Tout dépend du sens qu'on donne à spécial. Le sens logique, dans le contexte, c'est celui de "spécifique à un joueur" ("propre à une personne à l'exclusion des autres, comme dit Robert), mais on l'utilise aussi comme une sorte de synonyme à "extraordinaire" ("qui n'est pas commun", comme dit aussi Robert). C'est évidemment un usage moins précis, mais qui est aussi défendable.
@ Sayth
Qu'on soit d'accord : t'as dit "spécial", tout à l'heure. Et c'est plutôt extraordinaire qui convenait.
Bref.
D'autre part, il faut surtout distinguer selon qu'on parle du type coup en tant que tel (un coudroit de fond de court lifté n'est pas une volée de revers slicée), de la technique du coup lui-même, (un coudroit est un coudroit, mais le jouer à deux mains est spécifique à un nombre très restreint de joueurs).

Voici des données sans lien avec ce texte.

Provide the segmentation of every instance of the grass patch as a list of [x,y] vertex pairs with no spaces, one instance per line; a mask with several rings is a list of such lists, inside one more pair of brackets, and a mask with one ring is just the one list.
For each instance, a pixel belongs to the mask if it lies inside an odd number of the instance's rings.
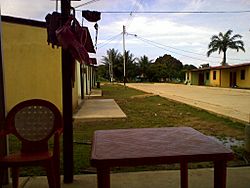
[[[91,140],[94,131],[121,128],[147,128],[147,127],[192,127],[206,135],[215,136],[218,139],[225,137],[244,139],[245,125],[230,119],[218,117],[205,110],[200,110],[186,104],[174,102],[160,96],[151,95],[127,88],[117,84],[102,85],[103,98],[115,99],[127,115],[127,119],[116,119],[95,122],[74,123],[74,173],[90,173],[94,169],[90,166]],[[243,147],[232,148],[236,153],[236,159],[229,163],[230,166],[246,165],[245,159],[249,154]],[[62,158],[61,158],[62,159]],[[62,162],[61,162],[62,163]],[[191,168],[211,167],[211,163],[193,163]],[[115,172],[140,171],[158,169],[176,169],[179,165],[146,166],[137,168],[116,168]],[[30,175],[25,172],[23,175]],[[41,172],[32,171],[34,175]]]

A mes yeux, un coup "spécial", c'est ce que produit Federer lorsqu'il prend la balle de volée (ou en demi-volée très basse)... pratiquement sur la ligne de fond. Ce n'est pas un coup "normal" du tennis et c'est un coup qu'il est le seul à sortir sans que ce soit un coup de chance monstrueux.
Nadal a une vitesse de déplacement extraordinaire, une capacité à passer le volleyeur hors du commun, etc., mais je rejoins Pam en ce sens qu'il n'a effectivement pas un coup ou une technique y afférente qui lui soit propre.
Bref, c'est couper les poils de poux en quatre (dans le sens de la longueur).
Perso : ce qui m'impressionne chez Djokovic, c'est sa longueur de balle et la régularité de cette longueur, qui est complètement barge.